Further, as seen in the general population,[27] patients with schizophrenia may also experience a higher stress level due to the ongoing pandemic and experience relapse. The restriction in the movement due to lockdown can reduce physical activity and weight gain. In addition, it can be said that, due to lockdown and closure of routine outpatient services, there could be a delay in help-seeking. This may lead to an increase in the duration of untreated psychosis and may have an impact on the long-term outcome of psychosis in patients with the new-onset illness. However, it can also be said that following COVID-19 norms may possibly lead to improvement in self-care among patients with schizophrenia. Further, the use of masks, awareness about the higher risk, and awareness about the higher risk among those with comorbid illnesses can reduce smoking. It can also be hypothesized that prolonged use of masks may reduce food intake and prevent weight gain.

  COVID-19 and Psychopathology Top

As has already been mentioned, emerging data suggest a higher risk of developing psychosis among the COVID-19 survivors.[20] There are also reports of psychotic disorders in which psychopathology has been colored by the pandemic.[28] These findings suggest that in due course of time, the clinicians should always inquire about the history of COVID-19 infection among patients presenting with first-episode psychosis. Similarly, the clinicians should focus on psychopathology, that may be colured by the different aspects of the pandemic.

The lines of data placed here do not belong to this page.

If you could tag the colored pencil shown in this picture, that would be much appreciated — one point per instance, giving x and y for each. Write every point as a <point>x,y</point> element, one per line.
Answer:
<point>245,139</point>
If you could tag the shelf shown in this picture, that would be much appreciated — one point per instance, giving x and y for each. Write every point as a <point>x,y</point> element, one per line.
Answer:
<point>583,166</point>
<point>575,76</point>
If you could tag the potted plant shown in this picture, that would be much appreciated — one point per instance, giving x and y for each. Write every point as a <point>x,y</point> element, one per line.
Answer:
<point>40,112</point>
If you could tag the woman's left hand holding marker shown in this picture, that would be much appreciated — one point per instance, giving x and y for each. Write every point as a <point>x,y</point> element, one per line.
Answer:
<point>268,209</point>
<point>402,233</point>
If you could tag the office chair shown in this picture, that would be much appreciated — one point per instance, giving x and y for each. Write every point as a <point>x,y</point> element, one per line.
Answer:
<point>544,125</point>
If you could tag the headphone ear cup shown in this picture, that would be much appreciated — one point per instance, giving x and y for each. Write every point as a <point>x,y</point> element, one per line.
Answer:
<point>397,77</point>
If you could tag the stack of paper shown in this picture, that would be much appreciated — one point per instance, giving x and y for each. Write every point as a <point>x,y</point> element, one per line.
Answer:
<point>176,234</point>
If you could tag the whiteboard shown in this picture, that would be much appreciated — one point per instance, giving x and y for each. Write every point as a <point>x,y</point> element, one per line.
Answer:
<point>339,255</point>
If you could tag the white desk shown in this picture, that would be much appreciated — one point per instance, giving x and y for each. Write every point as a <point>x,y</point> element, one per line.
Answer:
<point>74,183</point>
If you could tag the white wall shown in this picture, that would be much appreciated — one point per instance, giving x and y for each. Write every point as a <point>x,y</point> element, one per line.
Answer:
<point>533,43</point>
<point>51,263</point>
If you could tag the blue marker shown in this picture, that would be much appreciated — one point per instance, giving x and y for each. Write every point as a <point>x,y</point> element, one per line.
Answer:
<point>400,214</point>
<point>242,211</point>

  COVID-19, Home Confinement, and Caregivers Top

The COVID-19 has led to the confinement of patients with schizophrenia at home. In addition, the closure of offices and work from home has given the patients and caregivers more opportunities to interact. This can have both positive and negative impacts on the course and outcome of schizophrenia. For the caregivers, this may mean a higher caregiver burden and facing a higher level of aggression from the patient. In addition, spending more time with each other may also mean higher mutual exchange of expressed emotions between the patient and the caregivers. This can lead to a relapse of symptoms. However, all the family members at home may also mean higher caregiver involvement, higher sharing of the caregiving responsibilities rather than one person shouldering all the duties, higher social support, and emotional involvement with the patient. The availability of higher free time for the caregivers can also mean that they may more often get involved in cognitive remediation, cognitive rehabilitation, and engage with the patients in social skill training. All these may have a positive impact on the course and outcome of schizophrenia.

  Conclusion Top

The pandemic is having a significant impact on the life of every human being. However, the effect of the pandemic on patients with schizophrenia is yet to be fully understood. Little research has emerged on this area. There is a need to research the impact of the COVID-19 pandemic on patients with schizophrenia in terms of various aspects of treatment, course, and outcome. The current level of understanding suggests that the COVID-19 pandemic is going to have a significant negative impact on patients with schizophrenia.